Maria Elena Grillo scite author profile

Density functional theory (DFT) calculations combined with surface thermodynamic arguments and the Gibbs-Curie-Wulff equilibrium morphology formalism have been employed to explore the effect of the reaction conditions, temperature (T), and gas-phase partial pressures (p H 2 and p H 2 S ) on the stability of low Miller index ruthenium sulfide (RuS 2 ) surfaces. The calculated thermodynamic surface stabilities and the resulting equilibrium morphology models suggest that unsupported RuS 2 nanoparticles in HDS conditions are like to a polyhedron with six, eight, and twelve (100), (111), and (102) faces, respectively.
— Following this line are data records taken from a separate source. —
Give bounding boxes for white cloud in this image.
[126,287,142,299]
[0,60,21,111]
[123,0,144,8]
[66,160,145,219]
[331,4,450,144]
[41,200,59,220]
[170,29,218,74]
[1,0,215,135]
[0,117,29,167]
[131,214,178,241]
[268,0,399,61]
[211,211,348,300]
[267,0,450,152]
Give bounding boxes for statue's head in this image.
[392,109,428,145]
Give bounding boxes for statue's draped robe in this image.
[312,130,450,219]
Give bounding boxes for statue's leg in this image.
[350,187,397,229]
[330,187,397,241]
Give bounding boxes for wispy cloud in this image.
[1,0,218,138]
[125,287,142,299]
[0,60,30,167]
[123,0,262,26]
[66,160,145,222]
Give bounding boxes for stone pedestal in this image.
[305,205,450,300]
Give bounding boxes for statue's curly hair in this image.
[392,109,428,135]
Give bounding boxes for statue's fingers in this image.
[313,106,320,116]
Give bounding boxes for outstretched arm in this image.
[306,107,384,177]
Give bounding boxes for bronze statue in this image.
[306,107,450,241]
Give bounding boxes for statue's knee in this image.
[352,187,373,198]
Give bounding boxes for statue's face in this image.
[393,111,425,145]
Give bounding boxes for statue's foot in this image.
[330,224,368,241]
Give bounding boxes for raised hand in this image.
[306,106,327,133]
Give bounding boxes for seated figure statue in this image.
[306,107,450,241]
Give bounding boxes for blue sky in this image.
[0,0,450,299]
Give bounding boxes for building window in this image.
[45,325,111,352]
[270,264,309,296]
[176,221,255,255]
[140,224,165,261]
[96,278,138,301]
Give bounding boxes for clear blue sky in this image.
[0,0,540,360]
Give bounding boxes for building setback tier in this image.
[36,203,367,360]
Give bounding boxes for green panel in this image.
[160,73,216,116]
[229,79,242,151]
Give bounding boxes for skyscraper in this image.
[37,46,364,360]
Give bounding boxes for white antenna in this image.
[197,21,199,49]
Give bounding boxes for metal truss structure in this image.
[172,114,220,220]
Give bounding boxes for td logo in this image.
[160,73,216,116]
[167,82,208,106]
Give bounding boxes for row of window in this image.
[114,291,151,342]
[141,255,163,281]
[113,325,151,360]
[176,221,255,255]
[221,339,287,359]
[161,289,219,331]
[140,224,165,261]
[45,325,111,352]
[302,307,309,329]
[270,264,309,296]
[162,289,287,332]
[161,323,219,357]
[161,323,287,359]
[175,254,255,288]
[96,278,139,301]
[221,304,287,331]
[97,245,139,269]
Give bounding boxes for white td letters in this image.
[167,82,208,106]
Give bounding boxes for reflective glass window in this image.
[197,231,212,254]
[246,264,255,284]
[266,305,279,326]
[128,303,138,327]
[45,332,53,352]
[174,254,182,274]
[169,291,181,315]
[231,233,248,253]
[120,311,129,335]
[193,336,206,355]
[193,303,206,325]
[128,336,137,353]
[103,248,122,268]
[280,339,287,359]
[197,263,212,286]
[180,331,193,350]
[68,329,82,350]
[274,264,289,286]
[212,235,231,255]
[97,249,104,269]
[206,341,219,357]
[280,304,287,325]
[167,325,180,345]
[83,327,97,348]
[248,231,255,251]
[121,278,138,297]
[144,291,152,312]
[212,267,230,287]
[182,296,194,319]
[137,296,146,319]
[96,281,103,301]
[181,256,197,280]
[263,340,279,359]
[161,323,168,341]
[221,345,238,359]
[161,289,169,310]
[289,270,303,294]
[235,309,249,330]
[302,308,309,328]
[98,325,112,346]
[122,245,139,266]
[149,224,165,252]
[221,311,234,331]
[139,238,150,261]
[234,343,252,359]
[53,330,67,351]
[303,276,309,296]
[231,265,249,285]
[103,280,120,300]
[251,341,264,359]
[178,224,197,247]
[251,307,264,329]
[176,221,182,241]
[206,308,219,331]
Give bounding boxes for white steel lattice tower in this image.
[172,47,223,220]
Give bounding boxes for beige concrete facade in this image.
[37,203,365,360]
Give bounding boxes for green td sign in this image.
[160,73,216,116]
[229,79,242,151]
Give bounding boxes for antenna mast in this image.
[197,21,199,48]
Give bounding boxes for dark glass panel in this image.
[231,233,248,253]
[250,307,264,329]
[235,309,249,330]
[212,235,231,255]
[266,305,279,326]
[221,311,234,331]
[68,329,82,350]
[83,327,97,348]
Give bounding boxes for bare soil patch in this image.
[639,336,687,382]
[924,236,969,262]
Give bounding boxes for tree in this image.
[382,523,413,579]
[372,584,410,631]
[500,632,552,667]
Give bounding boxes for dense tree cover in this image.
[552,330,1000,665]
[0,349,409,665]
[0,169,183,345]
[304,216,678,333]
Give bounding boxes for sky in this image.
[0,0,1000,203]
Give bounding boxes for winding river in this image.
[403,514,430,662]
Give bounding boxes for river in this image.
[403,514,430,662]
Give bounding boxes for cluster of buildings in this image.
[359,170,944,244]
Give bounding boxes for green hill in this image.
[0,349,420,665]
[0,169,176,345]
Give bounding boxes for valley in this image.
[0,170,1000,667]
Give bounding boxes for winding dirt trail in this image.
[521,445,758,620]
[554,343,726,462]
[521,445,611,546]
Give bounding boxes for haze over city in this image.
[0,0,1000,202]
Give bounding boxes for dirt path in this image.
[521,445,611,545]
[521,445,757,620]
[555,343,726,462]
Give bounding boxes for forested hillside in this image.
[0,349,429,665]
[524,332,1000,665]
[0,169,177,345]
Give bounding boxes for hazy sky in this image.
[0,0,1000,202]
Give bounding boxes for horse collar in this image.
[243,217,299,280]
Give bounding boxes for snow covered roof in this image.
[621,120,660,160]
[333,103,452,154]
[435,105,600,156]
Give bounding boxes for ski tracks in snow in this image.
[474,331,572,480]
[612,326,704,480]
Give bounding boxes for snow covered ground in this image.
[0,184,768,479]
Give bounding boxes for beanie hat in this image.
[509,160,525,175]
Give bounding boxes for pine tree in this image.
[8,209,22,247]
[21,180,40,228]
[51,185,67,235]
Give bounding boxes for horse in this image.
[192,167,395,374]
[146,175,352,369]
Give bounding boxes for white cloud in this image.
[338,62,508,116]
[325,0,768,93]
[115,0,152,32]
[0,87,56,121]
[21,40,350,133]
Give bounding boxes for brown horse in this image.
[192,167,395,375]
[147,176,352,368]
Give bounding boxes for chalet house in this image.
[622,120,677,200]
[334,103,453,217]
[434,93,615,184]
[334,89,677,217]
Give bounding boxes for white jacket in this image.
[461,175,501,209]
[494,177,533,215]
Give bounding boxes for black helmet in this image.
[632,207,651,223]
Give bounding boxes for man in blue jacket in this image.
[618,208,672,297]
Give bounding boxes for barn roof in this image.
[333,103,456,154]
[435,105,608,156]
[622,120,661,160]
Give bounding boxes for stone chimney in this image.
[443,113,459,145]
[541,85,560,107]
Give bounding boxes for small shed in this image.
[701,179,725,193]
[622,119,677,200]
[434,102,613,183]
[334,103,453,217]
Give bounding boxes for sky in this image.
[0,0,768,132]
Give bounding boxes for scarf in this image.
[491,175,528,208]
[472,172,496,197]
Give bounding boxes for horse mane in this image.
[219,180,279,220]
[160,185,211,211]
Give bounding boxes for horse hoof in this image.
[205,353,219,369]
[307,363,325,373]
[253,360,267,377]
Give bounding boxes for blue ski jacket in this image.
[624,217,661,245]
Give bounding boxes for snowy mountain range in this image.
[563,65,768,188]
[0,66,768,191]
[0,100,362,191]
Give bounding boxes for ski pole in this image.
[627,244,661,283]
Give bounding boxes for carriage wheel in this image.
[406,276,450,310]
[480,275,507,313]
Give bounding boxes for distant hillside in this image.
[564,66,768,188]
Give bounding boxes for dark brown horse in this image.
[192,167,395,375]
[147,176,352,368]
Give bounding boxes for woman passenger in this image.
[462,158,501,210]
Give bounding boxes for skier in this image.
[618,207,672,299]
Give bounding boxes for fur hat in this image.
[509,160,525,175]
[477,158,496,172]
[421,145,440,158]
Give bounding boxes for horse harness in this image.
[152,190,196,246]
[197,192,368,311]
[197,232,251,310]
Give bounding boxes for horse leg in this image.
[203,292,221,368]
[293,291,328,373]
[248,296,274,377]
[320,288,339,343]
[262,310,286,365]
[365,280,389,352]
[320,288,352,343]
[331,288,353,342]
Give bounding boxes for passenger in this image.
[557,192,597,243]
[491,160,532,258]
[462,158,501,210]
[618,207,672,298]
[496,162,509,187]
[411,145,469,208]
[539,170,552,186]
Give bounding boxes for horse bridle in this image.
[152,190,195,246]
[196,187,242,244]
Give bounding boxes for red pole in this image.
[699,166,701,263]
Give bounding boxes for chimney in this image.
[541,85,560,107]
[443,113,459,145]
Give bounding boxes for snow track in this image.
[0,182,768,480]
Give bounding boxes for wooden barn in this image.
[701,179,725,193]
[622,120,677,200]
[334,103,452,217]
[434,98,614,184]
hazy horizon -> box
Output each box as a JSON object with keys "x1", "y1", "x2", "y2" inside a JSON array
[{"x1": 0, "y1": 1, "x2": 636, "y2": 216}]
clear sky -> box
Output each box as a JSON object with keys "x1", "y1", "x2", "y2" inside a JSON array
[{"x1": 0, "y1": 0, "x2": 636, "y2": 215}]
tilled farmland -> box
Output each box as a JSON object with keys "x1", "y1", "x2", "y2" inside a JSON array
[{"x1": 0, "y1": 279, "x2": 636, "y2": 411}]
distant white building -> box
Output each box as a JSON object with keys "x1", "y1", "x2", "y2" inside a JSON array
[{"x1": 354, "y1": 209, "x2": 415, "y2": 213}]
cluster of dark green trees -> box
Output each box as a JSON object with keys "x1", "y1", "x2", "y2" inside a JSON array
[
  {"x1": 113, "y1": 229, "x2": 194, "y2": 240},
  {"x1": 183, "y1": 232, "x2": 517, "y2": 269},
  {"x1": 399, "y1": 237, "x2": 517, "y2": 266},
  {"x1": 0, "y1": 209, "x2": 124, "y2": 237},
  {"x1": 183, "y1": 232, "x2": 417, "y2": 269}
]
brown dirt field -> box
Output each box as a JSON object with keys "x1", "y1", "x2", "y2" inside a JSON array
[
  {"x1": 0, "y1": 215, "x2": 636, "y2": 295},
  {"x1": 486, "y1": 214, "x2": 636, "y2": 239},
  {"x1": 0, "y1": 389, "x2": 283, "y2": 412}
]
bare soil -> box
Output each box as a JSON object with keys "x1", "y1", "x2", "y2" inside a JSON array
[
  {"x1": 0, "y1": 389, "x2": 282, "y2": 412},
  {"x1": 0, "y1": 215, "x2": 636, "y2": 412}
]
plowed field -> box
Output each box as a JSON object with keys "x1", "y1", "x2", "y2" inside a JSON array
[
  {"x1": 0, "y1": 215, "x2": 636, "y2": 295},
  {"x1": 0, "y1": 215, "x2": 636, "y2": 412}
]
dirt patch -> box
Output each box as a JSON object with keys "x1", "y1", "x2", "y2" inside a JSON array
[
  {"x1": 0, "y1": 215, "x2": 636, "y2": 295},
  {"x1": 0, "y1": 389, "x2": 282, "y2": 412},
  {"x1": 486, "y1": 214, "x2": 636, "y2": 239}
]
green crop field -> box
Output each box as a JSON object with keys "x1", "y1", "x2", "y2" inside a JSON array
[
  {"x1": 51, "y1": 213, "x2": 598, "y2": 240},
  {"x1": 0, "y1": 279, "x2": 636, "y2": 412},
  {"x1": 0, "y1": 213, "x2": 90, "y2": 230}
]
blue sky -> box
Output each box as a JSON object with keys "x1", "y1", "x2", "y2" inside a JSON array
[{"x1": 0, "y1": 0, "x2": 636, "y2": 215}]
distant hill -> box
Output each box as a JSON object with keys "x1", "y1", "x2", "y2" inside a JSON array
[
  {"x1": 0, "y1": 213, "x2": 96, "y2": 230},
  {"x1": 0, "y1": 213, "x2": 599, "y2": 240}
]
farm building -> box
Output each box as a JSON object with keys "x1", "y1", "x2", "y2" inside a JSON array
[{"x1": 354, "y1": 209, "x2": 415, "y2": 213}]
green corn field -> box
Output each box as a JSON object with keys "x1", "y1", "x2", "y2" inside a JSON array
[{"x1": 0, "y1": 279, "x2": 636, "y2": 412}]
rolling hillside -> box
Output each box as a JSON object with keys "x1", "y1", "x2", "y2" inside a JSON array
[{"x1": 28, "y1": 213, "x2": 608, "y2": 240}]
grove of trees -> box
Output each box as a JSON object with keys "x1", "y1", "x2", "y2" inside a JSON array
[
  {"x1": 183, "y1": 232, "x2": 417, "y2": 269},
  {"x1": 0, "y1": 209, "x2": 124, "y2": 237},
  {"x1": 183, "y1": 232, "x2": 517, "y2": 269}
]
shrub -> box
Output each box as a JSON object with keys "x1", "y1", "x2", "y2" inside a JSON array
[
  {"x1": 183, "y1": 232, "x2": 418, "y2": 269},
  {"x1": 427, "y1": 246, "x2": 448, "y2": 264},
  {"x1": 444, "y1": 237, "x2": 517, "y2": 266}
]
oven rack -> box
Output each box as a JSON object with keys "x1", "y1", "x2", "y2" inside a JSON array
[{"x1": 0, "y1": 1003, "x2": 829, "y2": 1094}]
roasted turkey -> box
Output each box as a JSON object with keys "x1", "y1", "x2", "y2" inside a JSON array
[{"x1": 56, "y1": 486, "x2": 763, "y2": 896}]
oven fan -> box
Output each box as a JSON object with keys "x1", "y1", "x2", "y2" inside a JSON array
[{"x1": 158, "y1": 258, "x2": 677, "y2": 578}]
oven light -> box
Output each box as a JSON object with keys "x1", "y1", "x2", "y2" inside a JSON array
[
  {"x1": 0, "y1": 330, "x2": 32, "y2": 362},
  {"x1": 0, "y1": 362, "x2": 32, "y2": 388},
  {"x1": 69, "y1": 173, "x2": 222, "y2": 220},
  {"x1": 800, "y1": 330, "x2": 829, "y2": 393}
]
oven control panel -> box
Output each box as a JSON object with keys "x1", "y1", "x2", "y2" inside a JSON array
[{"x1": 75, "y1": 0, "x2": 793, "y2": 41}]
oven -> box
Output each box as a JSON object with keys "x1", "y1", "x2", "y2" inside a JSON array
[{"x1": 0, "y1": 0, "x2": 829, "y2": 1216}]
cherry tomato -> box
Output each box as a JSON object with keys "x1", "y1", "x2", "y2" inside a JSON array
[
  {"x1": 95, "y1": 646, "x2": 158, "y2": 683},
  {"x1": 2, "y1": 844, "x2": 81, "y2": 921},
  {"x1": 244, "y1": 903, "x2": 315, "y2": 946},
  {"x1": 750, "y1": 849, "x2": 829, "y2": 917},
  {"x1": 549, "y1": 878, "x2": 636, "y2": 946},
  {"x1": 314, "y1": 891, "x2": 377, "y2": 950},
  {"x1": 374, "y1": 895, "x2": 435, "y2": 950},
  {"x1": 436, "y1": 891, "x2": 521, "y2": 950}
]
The area of these faces covers about 40%, 37%, and 23% of the total particle, respectively. The atomic basins of the outermost individual atoms of the exposed surfaces were determined using the quantum theory of atoms in molecules methodology. Direct visualization of these basins has shown that a hole just at the middle of the outermost sulfur basins provides access to uncovered metal sites. Analysis of the electrostatic potential mapped onto a selected electron density isocontour (0.001 au) on the exposed surface reveals a very high potential reactivity of these holes toward electrodonating reagents. Consequently, the high attraction between these uncovered sites and S atoms coming from reagent polluting molecules makes these kinds of particles quite active for HDS catalysis.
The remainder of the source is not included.